Five girls were chosen from our school, including me, and I promptly wrote to my parents in Cyprus, telling them I was going up for a pantomime and we were going to be cast as the Great Danes. I'd completely got hold of the wrong end of the stick. They then had a telegram from my headmistress saying: 'Jenny screen-testing, don't worry, not Nordic type.'

So off I flew to Berlin, where they did the screen test, and I really liked that. Getting away from school was terrific. But one of the other girls had an agent and through her I was introduced to some people making another film, East of Sudan, which was going on in three or four weeks' time, but they hadn't cast the young girl in it.

The main requirement was that she should look very young and be light, because she had to be carried around a lot. She was supposed to be an Arab, and if I wasn't the Nordic type I certainly didn't look Arab either, but the producers literally picked me up and thought I was kind of cute and I was cast. Then I heard I'd got the other part too, in Ballerina.

So there it was. I was 11 years old and I'd shot to what I thought was immediate stardom. And it was terrific - I actually got to dance on stage and dance Les Sylphides.

I felt like a star, but it was very quickly driven out of me. I remember overhearing one girl on set saying to another, 'Why are they always brushing her hair and doing her make-up?', and I thought, 'It's because I'm a star]' And the other girl said, 'Because she's so messy.'

My family life was very ordinary as well. We got on with other things, nothing special was made of it by anybody.
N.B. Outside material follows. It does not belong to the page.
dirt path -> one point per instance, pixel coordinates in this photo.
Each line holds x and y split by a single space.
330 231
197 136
I'm very glad - I think that's one thing that can go very badly wrong, because with a lot of children who go into films it's their parents who think it's glamorous and children catch on to it. In fact, my father ran the entertainment for the Forces, which meant it held no glamour for either of my parents.

I remember Denmark very clearly and the Danish Ballet and the music and the smell of the place and the theatre we were in and it's very much a part of me. In many ways, the things that excited me as a child are still there on a film set and it created in me an appetite for the acting world.

But what's interesting about that time was that it was set amid both the extraordinary and the ordinary. My life went between limousines and Tubes, between meeting Walt Disney and meeting ordinary people, and no difference was made between the two. It made both exciting. Life was much richer for having them both.